The trial is still ongoing, but the evidences presented so far clearly indicate the interference of Russia and the brazen attempt to disrupt the independent electoral process in Montenegro. Continuous dissemination of disinformation and propaganda campaign aspire to discredit public confidence in the special prosecution and judiciary. Probably RT, Sputnik and state-sponsored trolls will continue these activities in 2018. We call on responsible independent media to inform the public about it and help citizens to differentiate facts from fiction.
Credibility of elections remains a priority
- Would it be good or bad for Montenegro if Đukanović runs for president?
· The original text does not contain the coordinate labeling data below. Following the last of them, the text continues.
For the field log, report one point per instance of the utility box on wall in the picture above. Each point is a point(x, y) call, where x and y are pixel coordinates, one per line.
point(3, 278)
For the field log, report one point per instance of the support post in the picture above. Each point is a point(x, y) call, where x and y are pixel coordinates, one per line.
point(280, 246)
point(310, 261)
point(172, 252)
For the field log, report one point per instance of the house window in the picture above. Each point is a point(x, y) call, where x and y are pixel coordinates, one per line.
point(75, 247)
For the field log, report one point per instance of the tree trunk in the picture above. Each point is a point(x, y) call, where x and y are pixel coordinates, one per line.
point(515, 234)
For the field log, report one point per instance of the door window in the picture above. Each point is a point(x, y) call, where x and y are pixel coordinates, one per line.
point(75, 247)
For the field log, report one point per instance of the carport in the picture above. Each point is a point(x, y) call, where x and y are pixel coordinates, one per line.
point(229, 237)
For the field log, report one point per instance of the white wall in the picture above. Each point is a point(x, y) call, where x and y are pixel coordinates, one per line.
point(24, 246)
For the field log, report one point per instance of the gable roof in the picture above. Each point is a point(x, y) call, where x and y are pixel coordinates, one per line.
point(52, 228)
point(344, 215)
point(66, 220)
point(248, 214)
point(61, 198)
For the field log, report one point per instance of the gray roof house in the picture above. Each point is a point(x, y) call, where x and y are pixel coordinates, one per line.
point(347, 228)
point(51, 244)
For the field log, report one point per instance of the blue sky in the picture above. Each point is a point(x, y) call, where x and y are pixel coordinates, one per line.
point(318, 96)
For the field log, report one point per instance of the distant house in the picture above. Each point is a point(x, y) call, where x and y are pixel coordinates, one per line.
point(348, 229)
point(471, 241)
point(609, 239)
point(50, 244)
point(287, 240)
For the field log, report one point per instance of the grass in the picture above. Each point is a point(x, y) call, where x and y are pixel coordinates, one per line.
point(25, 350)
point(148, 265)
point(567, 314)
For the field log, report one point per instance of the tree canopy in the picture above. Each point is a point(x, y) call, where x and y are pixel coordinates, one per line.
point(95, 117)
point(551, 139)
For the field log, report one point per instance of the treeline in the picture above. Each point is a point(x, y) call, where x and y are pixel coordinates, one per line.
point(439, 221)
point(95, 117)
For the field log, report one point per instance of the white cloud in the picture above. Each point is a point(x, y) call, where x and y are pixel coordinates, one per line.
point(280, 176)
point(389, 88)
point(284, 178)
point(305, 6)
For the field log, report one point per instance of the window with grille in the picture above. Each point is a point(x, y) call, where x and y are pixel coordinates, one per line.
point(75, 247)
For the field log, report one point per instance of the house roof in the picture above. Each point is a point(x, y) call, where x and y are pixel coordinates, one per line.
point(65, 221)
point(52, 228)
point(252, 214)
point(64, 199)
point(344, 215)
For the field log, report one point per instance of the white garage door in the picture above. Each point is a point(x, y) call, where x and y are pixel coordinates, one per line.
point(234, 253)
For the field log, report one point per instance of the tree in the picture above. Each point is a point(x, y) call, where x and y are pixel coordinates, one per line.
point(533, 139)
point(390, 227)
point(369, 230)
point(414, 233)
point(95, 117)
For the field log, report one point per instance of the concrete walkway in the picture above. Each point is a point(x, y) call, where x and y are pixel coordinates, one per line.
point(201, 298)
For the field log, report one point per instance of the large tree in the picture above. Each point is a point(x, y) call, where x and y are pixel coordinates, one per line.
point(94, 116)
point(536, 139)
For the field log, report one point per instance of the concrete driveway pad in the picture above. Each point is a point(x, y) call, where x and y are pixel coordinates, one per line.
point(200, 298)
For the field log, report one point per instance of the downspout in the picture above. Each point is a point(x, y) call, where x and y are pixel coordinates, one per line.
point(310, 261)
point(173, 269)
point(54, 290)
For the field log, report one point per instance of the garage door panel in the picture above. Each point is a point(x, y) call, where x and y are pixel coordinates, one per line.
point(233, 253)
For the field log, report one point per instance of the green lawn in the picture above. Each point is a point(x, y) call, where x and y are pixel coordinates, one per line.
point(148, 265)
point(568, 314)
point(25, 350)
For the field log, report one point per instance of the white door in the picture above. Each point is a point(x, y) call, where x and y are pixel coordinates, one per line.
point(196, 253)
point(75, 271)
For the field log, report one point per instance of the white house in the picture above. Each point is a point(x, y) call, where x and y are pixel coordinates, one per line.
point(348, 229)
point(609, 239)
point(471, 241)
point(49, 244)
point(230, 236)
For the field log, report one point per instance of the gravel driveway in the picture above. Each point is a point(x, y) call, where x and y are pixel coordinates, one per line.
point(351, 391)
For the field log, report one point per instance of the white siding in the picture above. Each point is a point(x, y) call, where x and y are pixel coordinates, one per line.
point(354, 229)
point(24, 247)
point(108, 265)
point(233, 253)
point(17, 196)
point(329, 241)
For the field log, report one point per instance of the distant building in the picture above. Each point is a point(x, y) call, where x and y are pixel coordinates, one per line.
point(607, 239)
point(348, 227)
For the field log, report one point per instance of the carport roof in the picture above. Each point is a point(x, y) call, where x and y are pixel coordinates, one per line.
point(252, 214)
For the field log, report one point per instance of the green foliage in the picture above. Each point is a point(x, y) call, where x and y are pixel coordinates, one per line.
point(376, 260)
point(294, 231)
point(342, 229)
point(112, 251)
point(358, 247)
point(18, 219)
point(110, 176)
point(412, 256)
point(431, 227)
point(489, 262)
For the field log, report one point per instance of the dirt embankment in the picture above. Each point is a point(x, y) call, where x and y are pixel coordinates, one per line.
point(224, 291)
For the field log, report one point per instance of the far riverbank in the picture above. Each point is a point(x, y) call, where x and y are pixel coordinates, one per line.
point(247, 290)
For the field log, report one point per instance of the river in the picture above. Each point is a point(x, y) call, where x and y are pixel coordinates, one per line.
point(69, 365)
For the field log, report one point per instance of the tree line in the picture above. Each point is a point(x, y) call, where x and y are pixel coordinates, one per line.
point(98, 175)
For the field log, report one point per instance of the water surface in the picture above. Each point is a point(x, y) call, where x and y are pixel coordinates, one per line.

Who will or will not participate in the elections is not an issue for the United States. That is a decision that politicians, parties and voters should make. We are interested in the credibility of the election process, whether the campaigns are fair, transparent, and meet international standards. Can anyone run for elections on the basis of his/her own merits? Are Montenegrin citizens free to vote for candidates of their choice? Do institutions provide a forum where citizens’ voices will be heard during free and fair elections? We are not speaking about individuals here but about rules, norms, and institutions that represent a strong democracy.
The authorities and the opposition have to find a way to jointly solve problems
- What should the Montenegrin authorities, the opposition, civil society and the media do in 2018 in order to solve political crisis which goes on lasts since 2016 elections?
The current political situation hampers Montenegro’s progress towards European integration, supported by the vast majority of Montenegrin citizens. All those who are interested in the political and economic well-being of Montenegro should do what they can to solve the political stalemate, in accordance with the Constitution and European standards. In every democracy it is normal for parties to have disagreements. However, it is high time that the ruling and opposition parties find a way to work together to solve some of the urgent challenges facing the country, including how to strengthen the economy and convince young Montenegrin citizens not to leave the country. Journalists and civil society should assist in informing the public about the most important issues and current events, and serve as controllers of abuse of power. Citizens should clearly communicate to their elected leaders that they want results and functional democracy, and not empty posing and stagnation.
Protests and riots are possible if promised improvements are not achieved
- In its Preventive Engagement Report, the Council on Foreign Relations’ identifies the Balkans as one of the 30 potential “hot spots” in the world, warning on possible political riots and extremist violence in the region, even re-drawing some borders. How real are these threats in the region?
The region faces serious challenges – external and internal threats that, if left unanswered, can cause serious consequences for the aspirations of the Western Balkan countries. Fragile institutions, poor rule of law and lack of media freedom provide endemic corruption, discourage foreign investment, and force citizens to emigrate into more stable and prosperous countries. Protests and riots can also occur if governments fail to meet the promised improvements in governance and living standards. Poor economic conditions also open up paths for potentially destabilizing things such as violent extremists, organized crime, and states with malignant influences. The United States will continue to provide funding and technical assistance to help governments in the Balkans counteract these threats and harmful actors who want to weaken institutions, undermine reforms and prevent progress of the region.